The theory of multiple intelligences has always fascinated me. Someone could be an Einstein in conceptual thinking, but unable to figure out how to tie their shoes. Someone could be a top-level academic but not be able to figure out where a leak in their foundation is coming from, despite a trail of water leading to the culprit. How this is so, when the process of deduction and methodology is essentially the same, has puzzled me.
The particular intelligence that thrives in academia, media, politics, and law, is the intelligence of rhetoric. These people can write eloquent essays and they tend to be better with hermeneutics. They can make persuasive arguments. Not necessarily logical arguments, but very persuasive arguments.
Barack Obama will speak to this form of intellect.
He will give rousing speeches on ornate podiums in front of large crowds, shouting that we should help the poor, and follow it up with poetic repetition: “Yes We Can!” I would argue that charity and helping the poor is one of the first principles of ethics that we all share, which amounts to his speech not actually saying anything. It’s akin to shouting that “2 + 2 = 4, Yes It Does!” His execution and his follow-up revealed this. He didn’t actually do anything to assist the poor during his presidency.
Contrast this with Ron Paul, our patron saint.
His speeches are not rousing. He doesn’t speak eloquently. He usually ineloquently and unpoetically discusses how unsound money is hurting the poor. However, he’s actually saying something. He’s communicating economic principles that are seldom discussed and absolutely not stage one, first principles, of thinking or ethics.

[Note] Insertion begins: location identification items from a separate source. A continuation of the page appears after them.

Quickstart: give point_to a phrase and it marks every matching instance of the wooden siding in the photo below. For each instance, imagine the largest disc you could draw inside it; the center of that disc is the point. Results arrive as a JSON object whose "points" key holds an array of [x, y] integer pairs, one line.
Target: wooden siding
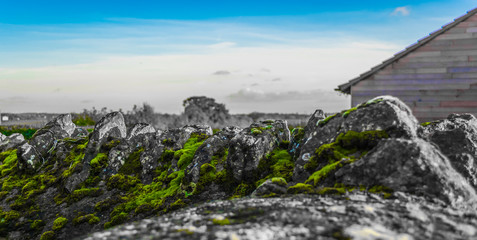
{"points": [[435, 79]]}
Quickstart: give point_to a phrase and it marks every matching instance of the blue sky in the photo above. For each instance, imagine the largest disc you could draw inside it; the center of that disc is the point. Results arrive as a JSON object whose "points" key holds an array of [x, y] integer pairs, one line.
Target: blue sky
{"points": [[271, 56]]}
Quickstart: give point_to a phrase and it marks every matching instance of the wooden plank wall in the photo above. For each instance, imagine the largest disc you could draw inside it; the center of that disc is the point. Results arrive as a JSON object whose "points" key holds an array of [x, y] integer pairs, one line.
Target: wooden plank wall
{"points": [[434, 80]]}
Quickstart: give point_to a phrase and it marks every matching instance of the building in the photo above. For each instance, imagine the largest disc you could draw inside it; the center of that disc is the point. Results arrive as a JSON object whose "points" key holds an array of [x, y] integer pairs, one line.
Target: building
{"points": [[435, 77]]}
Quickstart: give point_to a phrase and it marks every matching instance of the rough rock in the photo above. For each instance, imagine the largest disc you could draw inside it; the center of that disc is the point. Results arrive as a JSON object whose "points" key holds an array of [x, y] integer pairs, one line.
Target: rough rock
{"points": [[214, 145], [44, 141], [79, 133], [204, 110], [29, 159], [456, 137], [110, 127], [176, 138], [252, 144], [141, 135], [60, 127], [271, 187], [355, 216], [385, 113], [12, 141], [412, 166]]}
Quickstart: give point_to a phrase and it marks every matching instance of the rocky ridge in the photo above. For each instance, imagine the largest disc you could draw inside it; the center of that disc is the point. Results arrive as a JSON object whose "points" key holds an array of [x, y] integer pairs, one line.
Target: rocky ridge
{"points": [[362, 171]]}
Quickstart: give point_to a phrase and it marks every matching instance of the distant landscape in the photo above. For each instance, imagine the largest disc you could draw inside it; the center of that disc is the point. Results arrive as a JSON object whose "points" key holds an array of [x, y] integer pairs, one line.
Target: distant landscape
{"points": [[197, 110]]}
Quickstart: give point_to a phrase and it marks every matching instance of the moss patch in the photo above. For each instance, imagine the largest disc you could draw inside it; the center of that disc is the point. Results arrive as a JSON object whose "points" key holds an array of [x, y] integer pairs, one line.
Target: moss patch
{"points": [[59, 223], [346, 149]]}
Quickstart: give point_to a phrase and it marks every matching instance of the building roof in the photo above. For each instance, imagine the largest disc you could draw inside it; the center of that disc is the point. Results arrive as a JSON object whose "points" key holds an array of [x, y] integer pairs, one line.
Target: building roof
{"points": [[346, 88]]}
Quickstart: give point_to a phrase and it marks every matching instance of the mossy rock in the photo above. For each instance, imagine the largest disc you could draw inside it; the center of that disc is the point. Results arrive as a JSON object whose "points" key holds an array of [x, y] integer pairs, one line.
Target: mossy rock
{"points": [[301, 188], [59, 223]]}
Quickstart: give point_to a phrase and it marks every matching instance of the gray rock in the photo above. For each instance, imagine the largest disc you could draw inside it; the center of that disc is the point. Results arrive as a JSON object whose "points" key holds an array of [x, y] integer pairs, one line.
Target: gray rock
{"points": [[60, 127], [211, 146], [456, 137], [139, 130], [271, 187], [79, 133], [44, 142], [354, 216], [381, 113], [176, 138], [412, 166], [11, 141], [110, 127], [204, 110], [28, 158], [140, 135], [2, 137], [252, 144]]}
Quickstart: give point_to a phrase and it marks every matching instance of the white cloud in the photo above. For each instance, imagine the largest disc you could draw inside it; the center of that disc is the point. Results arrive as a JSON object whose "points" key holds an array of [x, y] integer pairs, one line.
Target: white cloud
{"points": [[165, 80], [403, 11]]}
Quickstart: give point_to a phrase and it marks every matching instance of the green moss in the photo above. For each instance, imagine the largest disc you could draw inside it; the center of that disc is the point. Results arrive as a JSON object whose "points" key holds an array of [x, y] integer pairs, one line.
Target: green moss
{"points": [[59, 223], [89, 218], [242, 190], [361, 140], [122, 182], [323, 122], [99, 163], [144, 208], [132, 165], [386, 192], [177, 204], [49, 235], [298, 133], [347, 148], [207, 175], [346, 113], [300, 188], [256, 131], [221, 222], [107, 146], [323, 172], [37, 224], [9, 162], [280, 181], [278, 163], [79, 194], [116, 220], [331, 191], [186, 154]]}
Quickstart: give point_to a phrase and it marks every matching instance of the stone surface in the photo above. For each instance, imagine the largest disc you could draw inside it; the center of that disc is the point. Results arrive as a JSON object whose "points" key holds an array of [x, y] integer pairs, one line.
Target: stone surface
{"points": [[176, 138], [141, 135], [204, 110], [28, 158], [271, 187], [60, 127], [412, 166], [11, 141], [2, 137], [456, 137], [216, 144], [373, 177], [252, 144], [80, 133], [110, 127], [355, 216], [381, 113]]}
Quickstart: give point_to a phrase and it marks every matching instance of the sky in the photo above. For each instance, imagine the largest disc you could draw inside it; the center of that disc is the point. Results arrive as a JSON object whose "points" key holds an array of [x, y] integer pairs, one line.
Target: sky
{"points": [[267, 56]]}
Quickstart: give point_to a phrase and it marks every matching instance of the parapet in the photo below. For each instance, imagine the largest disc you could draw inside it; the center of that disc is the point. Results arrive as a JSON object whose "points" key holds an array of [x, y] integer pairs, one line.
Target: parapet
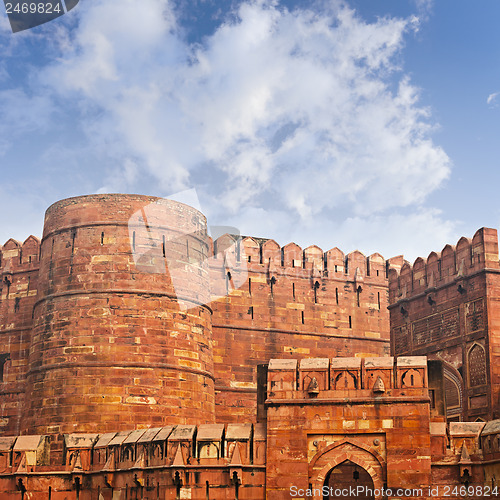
{"points": [[291, 258], [171, 446], [349, 377], [453, 263]]}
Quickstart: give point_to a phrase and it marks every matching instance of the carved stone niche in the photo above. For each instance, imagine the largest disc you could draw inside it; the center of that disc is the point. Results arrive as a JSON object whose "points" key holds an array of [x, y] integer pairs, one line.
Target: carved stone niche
{"points": [[375, 368], [313, 375], [345, 374], [281, 376], [411, 372]]}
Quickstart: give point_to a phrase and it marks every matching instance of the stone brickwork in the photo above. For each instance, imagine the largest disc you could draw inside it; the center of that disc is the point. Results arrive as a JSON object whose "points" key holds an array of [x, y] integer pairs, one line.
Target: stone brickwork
{"points": [[373, 412], [294, 302], [141, 359], [159, 320], [447, 308]]}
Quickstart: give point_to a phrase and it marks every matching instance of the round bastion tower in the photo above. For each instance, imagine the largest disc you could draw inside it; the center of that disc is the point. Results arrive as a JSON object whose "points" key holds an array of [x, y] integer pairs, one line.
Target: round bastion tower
{"points": [[122, 335]]}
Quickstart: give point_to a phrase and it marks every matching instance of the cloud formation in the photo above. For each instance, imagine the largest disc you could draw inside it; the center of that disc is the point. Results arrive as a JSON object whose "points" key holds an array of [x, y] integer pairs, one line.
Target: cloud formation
{"points": [[302, 114]]}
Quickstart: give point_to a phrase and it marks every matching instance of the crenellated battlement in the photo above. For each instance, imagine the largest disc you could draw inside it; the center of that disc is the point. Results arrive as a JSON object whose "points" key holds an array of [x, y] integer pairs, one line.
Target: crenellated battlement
{"points": [[453, 263], [290, 259]]}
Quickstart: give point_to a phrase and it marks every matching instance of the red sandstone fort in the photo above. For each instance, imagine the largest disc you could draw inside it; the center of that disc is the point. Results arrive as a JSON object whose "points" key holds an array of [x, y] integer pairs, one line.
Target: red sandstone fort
{"points": [[139, 359]]}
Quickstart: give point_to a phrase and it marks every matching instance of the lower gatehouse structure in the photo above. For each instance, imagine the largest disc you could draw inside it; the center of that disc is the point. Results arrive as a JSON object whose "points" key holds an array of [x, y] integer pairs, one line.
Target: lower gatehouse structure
{"points": [[141, 359]]}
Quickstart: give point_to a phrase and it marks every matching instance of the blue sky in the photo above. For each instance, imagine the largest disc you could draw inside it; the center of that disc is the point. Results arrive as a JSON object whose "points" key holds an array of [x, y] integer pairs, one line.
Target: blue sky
{"points": [[358, 124]]}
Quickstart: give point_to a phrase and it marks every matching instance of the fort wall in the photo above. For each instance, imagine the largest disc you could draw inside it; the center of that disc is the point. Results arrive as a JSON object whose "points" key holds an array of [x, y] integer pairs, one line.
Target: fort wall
{"points": [[19, 263], [447, 307], [122, 270], [110, 347], [292, 301]]}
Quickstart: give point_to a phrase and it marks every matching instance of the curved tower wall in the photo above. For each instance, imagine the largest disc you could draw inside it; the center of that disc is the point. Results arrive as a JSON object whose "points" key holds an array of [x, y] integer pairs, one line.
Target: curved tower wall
{"points": [[112, 347], [18, 290]]}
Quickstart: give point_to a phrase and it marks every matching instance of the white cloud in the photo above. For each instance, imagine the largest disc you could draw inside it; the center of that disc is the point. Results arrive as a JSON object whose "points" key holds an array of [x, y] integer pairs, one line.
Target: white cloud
{"points": [[297, 113]]}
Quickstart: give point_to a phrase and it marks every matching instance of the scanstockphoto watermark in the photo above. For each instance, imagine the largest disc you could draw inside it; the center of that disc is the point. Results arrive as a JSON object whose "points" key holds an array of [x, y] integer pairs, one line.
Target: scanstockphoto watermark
{"points": [[460, 491], [159, 245], [355, 492], [25, 14]]}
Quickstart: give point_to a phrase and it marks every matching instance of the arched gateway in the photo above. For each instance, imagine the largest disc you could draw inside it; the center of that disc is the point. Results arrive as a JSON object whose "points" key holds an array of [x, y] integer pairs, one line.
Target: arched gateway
{"points": [[348, 481]]}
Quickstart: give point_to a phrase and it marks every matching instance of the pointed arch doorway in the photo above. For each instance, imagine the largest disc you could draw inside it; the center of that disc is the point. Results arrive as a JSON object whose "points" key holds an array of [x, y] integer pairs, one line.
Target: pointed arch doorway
{"points": [[346, 477]]}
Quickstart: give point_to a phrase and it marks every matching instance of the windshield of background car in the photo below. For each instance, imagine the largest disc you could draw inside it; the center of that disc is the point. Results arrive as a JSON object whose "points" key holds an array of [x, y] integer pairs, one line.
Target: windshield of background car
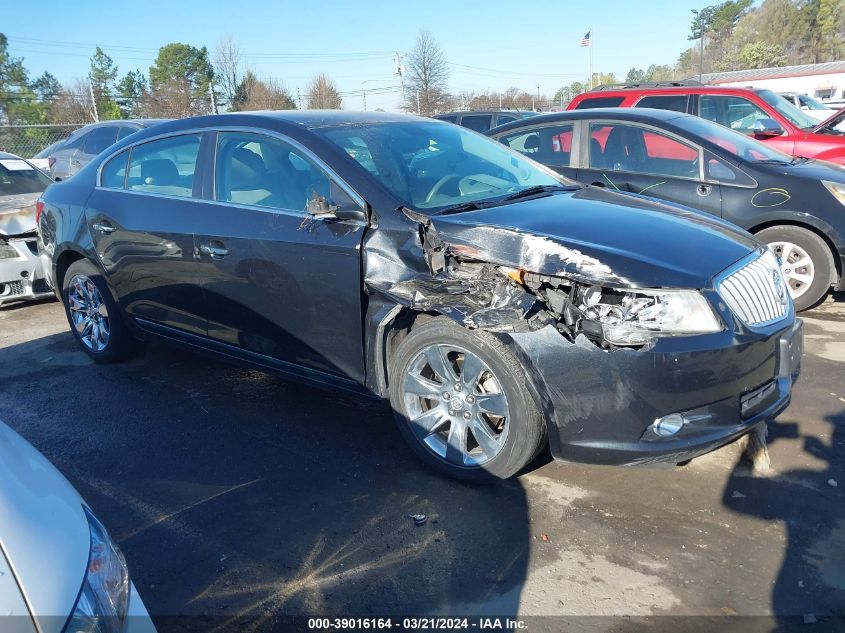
{"points": [[736, 143], [786, 109], [18, 176], [430, 166]]}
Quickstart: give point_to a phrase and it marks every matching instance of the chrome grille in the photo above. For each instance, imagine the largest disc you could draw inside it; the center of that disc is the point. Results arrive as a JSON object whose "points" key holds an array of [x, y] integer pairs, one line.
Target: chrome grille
{"points": [[756, 292]]}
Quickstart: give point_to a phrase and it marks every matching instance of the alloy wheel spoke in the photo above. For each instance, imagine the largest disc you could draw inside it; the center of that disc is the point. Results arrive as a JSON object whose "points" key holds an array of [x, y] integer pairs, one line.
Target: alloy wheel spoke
{"points": [[471, 371]]}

Ron Paul has connected with a different type of intellect. He’s connected with the type that has executional capacity – the intelligence that gets things done. People that build things, business people, entrepreneurs, engineers, tradespeople, tend to view concepts like Marxism with extreme suspicion, while the essay writers are more fond of it.
It becomes extremely problematic when the essay writers come into office. Not only do they fail to understand sound economics, they don’t even know who to consult on economic issues. The economists they select are the essay-writing economists, who’ve published the most essays for the most prestigious journals. They aren’t the economists that have accomplished anything, such as accurately predicting the 2008 collapse.
They will eloquently discuss new investments in healthcare without actually having improved healthcare, or health, for that matter. A practice that would be completely unacceptable to the builders, the people that must accomplish something, can be politically popular. The builders will insist on measurables, they will insist on whether or not the healthcare investment reached its expected outcomes, while the essay writers will be swept up in the rhetoric, the optics, the smoke and mirrors, the visible, the appearance of action, the motivation, the benign intent without consideration of malign impact.
Consider Marxism. The clearest example of the absolutely worst measurables in terms of an economic proposal, and yet the essay writers are infatuated with it. Their claim, which is itself false, is that true Marxism has never been tried. But this is the point that the builders know – the implementation of Marxism, the expected outcomes, the execution of its vision, was a failure. It was a failure for precisely the reasons the libertarians suggested it would be: the despotic seizure of wealth, combined with the same form of reasoning as racism and sexism – class analysis – will attract sociopaths to the project.
This is a generalization, not a ruling. There are high-performance individuals that are left-leaning, Warren Buffet is of note; and to be immodest, I can craft a potent essay and am a libertarian. The generalization leaves us with this conclusion: There is a massive intellectual deficit on the left. Not a deficit of intellectuals, but certainly an intellectual deficit.